In March, I took a look inside the HP Compaq 6000 Pro All-in-one Business PC and couldn’t wait to see how the new iMac’s hardware compared. After cracking open the 27″ Apple iMac, I have my answer.

As of this writing, the 27″ Apple iMac (2011) has a suggested starting price of $1,699.99 (US), and the 21.5″ iMac starts at $1,199. Our 27″ test unit cost $1,768 (before taxes).
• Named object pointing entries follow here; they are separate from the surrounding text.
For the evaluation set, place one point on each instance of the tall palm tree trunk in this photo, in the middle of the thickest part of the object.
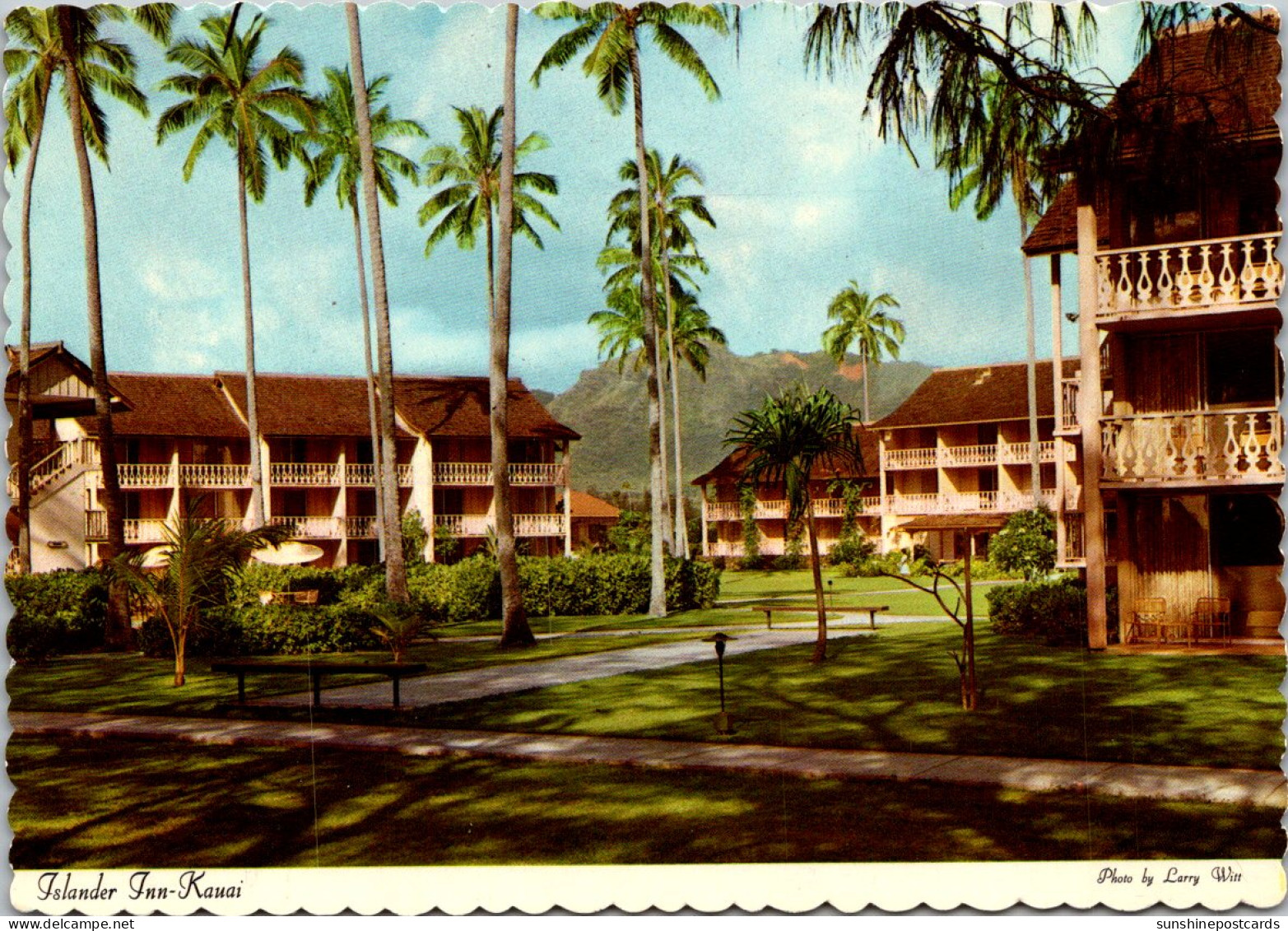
(373, 413)
(514, 618)
(118, 634)
(681, 529)
(396, 570)
(648, 298)
(257, 465)
(25, 426)
(816, 572)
Full teardown gallery:Cracking Open the 27″ Apple iMac (2011)

Cracking Open analysis:

  • At 30+ pounds, the 27″ iMac is heavy–very heavy. It looks great on your desk and gives you a ton of screen real-estate, but it’s a pain to move.
  • You can upgrade the RAM without removing the iMac’s front cover.
  • The front panel is held on with magnets and can easily be removed with a thin plastic tool.
  • There’s plenty of room inside the 27″ iMac to work on the internal hardware, but removing the motherboard is a time-consuming task.
  • The power supply is located inside the case and is not covered with a metal shield. You’ll need to exercise caution when working around or removing the power supply. The same goes for the display’s LED driver board.
  • The new 27″ iMac has three separate cooling fans and massive CPU and GPU cooling assemblies. Unlike the first aluminum-body iMacs (released in 2007), overheating should not be a problem on the 2011 models.
  • The optical drive and hard drive are easily assessable once the display assembly is removed. They may not however, be easily replace. See my next bullet point.
  • Replacing the 3.5 SATA HDD with a non-Apple drive isn’t easy and may not be possible. According to Other World Computing (OWC), the SATA power connector on the 2011 iMac hard drives have a 7-wire configuration, instead of the standard 4-wire configuration. Apple uses this new connector and proprietary firmware on the hard drive to detect and control the drive temperature. While OWC has been working on workarounds, there’s no guarantee that these will be 100 percent effective. Only time will tell.
  • The CPU is not soldered to the motherboard, which means it could be replaced.